Symposia
Treatment - CBT
Karen Roberts, Ph.D. (she/her/hers)
Ontario Shores Centre for Mental Health Sciences
Ajax, ON, Canada
Lyndall A. Schumann, Ph.D. (she/her/hers)
Psychologist
Canadian Mental Health Association, York region, South Simcoe
Concord, ON, Canada
A stepped care program of this scale requires an ambitious and efficient intake, assessment, and enrollment strategy. Many thousands of clients need to be skillfully screened and directed to one of six different services (low and high intensity) and designated one of nine priority problems for treatment that reflects best practices and their own preferences at intake. Qualitative and quantitative (e.g., PHQ-9, GAD-7, problem-specific measures) information are gathered throughout the process to ensure appropriate clients enroll in the program, and at the most appropriate start point (e.g., at least 60% of clients start in a low intensity CBT service).
We present the intake strategy and outcome data from one hub, the Canadian Mental Health Association, York and South Simcoe, as an example of how technology has been used to better achieve the goals of intake.

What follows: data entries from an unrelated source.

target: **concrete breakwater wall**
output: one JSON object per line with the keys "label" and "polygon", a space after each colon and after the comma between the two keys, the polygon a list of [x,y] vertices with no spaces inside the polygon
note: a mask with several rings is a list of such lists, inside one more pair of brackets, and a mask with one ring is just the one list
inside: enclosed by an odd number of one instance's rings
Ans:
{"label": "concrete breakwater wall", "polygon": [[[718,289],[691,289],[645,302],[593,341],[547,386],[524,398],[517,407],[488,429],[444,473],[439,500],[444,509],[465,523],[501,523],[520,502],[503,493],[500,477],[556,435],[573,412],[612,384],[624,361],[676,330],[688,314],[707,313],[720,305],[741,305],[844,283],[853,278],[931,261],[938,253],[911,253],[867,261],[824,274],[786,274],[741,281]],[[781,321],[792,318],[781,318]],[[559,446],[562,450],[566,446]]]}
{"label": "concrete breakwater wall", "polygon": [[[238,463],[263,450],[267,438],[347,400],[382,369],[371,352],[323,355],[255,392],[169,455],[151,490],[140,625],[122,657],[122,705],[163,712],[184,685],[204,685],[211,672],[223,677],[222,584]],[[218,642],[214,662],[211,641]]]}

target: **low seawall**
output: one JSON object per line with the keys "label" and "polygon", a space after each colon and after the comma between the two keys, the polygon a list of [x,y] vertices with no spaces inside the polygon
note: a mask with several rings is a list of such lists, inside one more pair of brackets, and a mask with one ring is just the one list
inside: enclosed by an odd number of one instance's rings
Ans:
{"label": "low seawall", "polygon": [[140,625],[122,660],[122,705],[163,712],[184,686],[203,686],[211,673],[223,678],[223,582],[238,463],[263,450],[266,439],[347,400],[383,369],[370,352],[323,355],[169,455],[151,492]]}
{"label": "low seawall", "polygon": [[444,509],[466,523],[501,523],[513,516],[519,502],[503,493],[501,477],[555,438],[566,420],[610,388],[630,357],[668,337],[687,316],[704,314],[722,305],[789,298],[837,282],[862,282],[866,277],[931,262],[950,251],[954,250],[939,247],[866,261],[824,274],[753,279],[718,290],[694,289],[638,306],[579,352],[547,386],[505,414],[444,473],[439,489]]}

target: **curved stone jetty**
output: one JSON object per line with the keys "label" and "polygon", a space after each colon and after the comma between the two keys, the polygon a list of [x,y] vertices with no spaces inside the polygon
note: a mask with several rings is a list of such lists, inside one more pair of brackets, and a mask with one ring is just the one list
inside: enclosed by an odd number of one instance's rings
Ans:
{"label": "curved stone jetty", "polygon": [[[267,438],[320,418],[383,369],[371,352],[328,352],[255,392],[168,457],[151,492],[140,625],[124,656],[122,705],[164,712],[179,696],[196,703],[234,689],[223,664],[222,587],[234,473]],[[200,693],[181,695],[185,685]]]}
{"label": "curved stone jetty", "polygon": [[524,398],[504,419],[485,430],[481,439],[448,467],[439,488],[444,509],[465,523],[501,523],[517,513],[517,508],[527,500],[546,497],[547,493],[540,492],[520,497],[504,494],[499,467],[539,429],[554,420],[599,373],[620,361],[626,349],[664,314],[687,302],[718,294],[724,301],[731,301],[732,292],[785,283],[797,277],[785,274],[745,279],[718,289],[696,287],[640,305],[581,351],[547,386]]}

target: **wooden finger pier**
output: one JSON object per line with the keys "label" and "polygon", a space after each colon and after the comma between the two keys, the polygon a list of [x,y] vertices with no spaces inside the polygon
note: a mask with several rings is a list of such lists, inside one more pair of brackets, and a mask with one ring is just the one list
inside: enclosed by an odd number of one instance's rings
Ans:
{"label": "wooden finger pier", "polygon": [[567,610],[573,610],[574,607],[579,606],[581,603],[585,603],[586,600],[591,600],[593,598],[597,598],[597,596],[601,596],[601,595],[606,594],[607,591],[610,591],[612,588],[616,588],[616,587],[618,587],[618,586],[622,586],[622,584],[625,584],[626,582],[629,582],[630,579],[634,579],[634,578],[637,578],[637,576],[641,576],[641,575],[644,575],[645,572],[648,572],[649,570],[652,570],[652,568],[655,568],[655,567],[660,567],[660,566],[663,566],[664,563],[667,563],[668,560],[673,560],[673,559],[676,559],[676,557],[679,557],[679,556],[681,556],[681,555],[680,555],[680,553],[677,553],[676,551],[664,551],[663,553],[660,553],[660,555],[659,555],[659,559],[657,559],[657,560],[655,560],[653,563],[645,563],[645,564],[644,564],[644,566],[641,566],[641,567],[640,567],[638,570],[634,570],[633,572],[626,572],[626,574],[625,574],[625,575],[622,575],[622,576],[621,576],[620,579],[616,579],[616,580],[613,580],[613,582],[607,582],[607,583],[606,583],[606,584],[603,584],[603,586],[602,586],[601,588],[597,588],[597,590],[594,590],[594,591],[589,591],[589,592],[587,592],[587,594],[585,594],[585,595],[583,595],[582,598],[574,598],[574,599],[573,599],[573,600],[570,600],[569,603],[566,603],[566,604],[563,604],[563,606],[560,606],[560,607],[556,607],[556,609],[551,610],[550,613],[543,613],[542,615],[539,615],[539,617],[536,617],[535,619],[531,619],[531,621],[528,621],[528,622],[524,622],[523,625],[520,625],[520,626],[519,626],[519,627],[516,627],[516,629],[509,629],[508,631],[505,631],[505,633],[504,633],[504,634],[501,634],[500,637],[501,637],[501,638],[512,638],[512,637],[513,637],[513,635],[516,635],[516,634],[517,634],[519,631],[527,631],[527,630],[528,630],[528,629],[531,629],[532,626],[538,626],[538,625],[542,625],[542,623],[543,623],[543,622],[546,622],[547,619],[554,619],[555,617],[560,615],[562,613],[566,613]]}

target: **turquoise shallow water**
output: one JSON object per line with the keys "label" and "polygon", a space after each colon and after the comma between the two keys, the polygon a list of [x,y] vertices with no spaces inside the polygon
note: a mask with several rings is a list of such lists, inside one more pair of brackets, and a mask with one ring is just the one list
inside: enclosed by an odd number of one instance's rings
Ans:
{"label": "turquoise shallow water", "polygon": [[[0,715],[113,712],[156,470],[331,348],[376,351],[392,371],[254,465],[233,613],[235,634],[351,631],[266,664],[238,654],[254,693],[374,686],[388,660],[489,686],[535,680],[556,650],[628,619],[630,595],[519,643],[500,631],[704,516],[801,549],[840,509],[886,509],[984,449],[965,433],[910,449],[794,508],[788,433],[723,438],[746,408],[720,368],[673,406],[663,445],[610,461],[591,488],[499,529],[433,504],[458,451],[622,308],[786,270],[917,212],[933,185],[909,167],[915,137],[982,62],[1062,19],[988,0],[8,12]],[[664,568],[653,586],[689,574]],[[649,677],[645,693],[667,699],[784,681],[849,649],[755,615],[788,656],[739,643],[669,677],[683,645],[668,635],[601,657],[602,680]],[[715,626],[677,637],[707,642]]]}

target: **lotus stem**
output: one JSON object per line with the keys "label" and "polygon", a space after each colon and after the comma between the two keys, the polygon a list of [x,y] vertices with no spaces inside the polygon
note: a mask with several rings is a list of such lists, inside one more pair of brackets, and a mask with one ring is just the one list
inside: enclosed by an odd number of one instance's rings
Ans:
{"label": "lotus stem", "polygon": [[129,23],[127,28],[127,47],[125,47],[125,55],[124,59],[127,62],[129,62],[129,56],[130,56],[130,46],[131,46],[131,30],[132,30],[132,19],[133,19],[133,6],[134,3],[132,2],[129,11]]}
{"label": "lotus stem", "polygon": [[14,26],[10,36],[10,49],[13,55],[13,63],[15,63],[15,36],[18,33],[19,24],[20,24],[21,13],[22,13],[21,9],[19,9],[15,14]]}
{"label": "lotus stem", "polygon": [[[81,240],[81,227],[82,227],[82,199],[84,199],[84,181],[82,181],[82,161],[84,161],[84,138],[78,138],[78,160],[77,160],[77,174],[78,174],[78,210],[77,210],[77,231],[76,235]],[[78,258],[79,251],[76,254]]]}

Between April 2024 and March 2025, over 4500 clients were automatically screened at the NLO using an online referral form. Eligibility criteria were used at this stage to direct appropriate clients to continue with the process and provide others with alternative resources.
The electronic background package used additional information collected from the client to determine the length of clinical intake and triage assessment (CITA) required using a smart logic. Approximately 75% of clients were offered a short 30-minute assessment and 25% were offered a long 60-minute assessment session. Clients waited a median of 23 days from referral form submission date to date of held assessment.
Finally, the assessment with a clinician integrated the client’s presenting symptoms, background, goals, and preferences for treatment, to determine overall program suitability, a main problem descriptor, and the most appropriate service start point. Seventy-six percent of clients were successfully enrolled to start in low intensity programs with the shortest wait times, which optimized the wait time for all clients. There were no appreciable differences in symptom scores for those starting in high (PHQ = 15, GAD-7 = 13) or low intensity programs (PHQ = 14, GAD-7 = 12). The most prevalent main problem descriptors were depression (35%) and generalized anxiety and worry (22%).
Approximately 93% of all clients assessed enrolled in the program, with the remainder receiving navigation to a more appropriate service, highlighting the success of the screening process. Next steps to further streamline and improve accessibility of the process are discussed.